Full and Cluster administrators can use the UI, CLI, or REST API to add Couchbase Server nodes to existing clusters. On each node to be added, Couchbase Server must have been installed and started. The process of node-addition grants to the new node the settings already established for the parent cluster. (See Manage Settings for details.) The process allows services to be assigned to the new node. If the new node was previously initialized with custom disk-paths, these can either be retained or modified. All aspects of provisioning that may previously have occurred on the new node are eliminated: this includes buckets, services, and settings.

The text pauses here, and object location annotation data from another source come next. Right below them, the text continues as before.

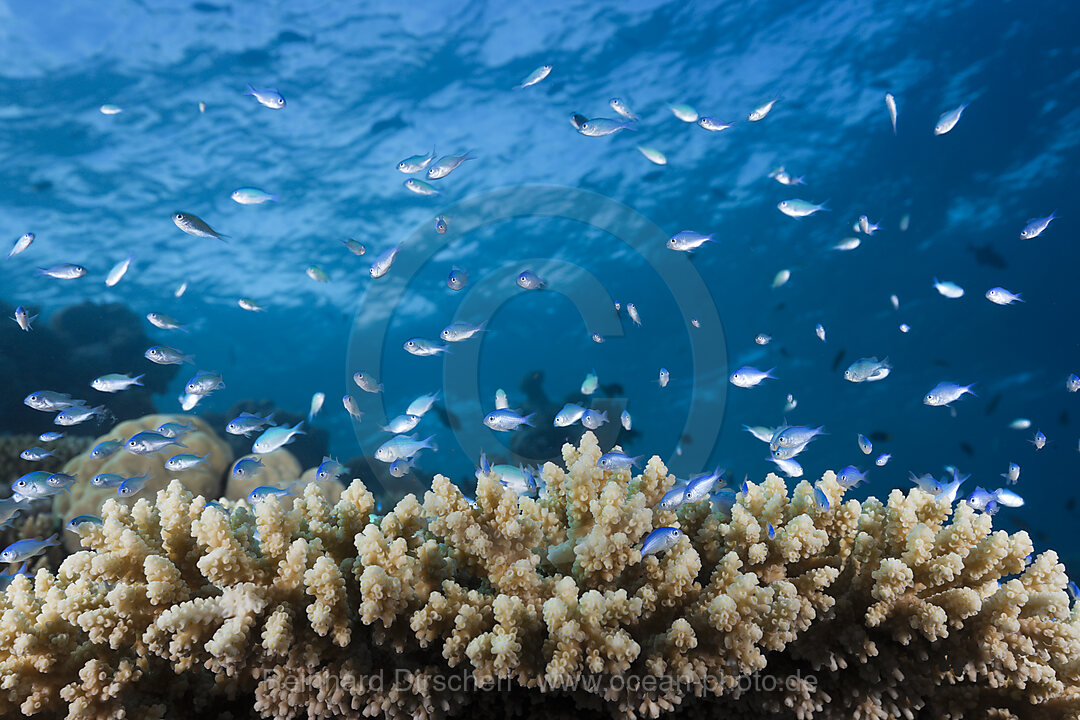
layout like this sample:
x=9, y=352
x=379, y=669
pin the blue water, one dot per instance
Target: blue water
x=367, y=87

Following node-addition, rebalance is required, to make the new node an active member of the cluster.

Examples on This Page

The examples in the subsections below show how to add the same node to the same one-node cluster; using the UI, the CLI, and the REST API respectively. The examples assume:

  • A one-node cluster already exists; and is named after its IP address: 10.142.181.101. It is running the Data, Query, and Index services, and has the travel-sample bucket installed. (To access and install this, see Sample Buckets.)

  • A new node has been started. This is named after its IP address: 10.142.181.102. It has not been initialized or provisioned.

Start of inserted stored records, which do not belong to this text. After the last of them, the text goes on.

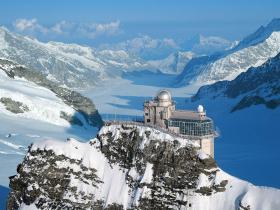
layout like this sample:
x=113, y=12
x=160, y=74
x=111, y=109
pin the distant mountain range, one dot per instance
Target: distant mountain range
x=27, y=94
x=258, y=85
x=79, y=66
x=252, y=51
x=130, y=167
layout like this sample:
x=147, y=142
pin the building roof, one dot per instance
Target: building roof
x=186, y=115
x=164, y=95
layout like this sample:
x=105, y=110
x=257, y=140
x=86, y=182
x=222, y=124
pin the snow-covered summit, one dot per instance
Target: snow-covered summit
x=129, y=167
x=258, y=85
x=229, y=64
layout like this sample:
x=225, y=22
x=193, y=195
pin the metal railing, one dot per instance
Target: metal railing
x=163, y=130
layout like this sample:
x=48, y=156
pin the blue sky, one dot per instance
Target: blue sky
x=117, y=20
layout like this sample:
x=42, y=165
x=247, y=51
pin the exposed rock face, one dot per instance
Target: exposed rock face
x=253, y=51
x=72, y=98
x=14, y=106
x=126, y=167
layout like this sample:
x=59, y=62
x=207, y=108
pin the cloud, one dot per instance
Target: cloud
x=89, y=30
x=29, y=25
x=92, y=30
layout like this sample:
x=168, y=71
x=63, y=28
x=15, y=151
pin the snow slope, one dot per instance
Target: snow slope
x=79, y=66
x=113, y=187
x=229, y=64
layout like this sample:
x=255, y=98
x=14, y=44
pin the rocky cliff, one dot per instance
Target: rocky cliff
x=78, y=102
x=129, y=167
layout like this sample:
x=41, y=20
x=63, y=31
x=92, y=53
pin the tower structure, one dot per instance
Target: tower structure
x=193, y=125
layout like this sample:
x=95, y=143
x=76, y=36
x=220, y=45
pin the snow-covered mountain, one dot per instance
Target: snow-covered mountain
x=33, y=108
x=25, y=93
x=77, y=66
x=258, y=85
x=253, y=51
x=130, y=167
x=246, y=111
x=203, y=45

  • The cluster has the Full Administrator username of Administrator, and password of password.

Add a Node and Rebalance with the UI

Proceed as follows:

  1. Bring up Couchbase Web Console, and log into cluster 10.142.181.101, using the Full Administrator username and password. Access the Servers tab, in the left-hand navigation bar:

    accessServersTab

    The Servers screen for the cluster is now displayed:

    singleNodeClusterBeforeAddNode

    This shows the name of the only node currently in the cluster, 10.142.181.101, plus additional information, including the services hosted.

  2. Ensure that the node to be added has been started. This can be accomplished by checking the IP address and port number for the new node in the address bar of the browser. The following interface is displayed:

    newNodeWelcomeScreen

    This indicates that Couchbase Server is installed and running on the new node, but has not yet been provisioned. Do not use this interface: instead, return to Couchbase Web Console for the cluster, 10.142.181.101.

  3. In the Servers panel for the cluster, left-click on the ADD SERVER button, at the upper right:

    addServerButton

    The Add Server Node dialog is now displayed:

    addServerNodeDialog

    Note the warning provided at the top of the dialog: if the node to be added has already been provisioned, the results of such provisioning will be eliminated and replaced on the node’s addition to the current cluster. (In fact, the node to be added in this example, has neither been initialized nor provisioned.)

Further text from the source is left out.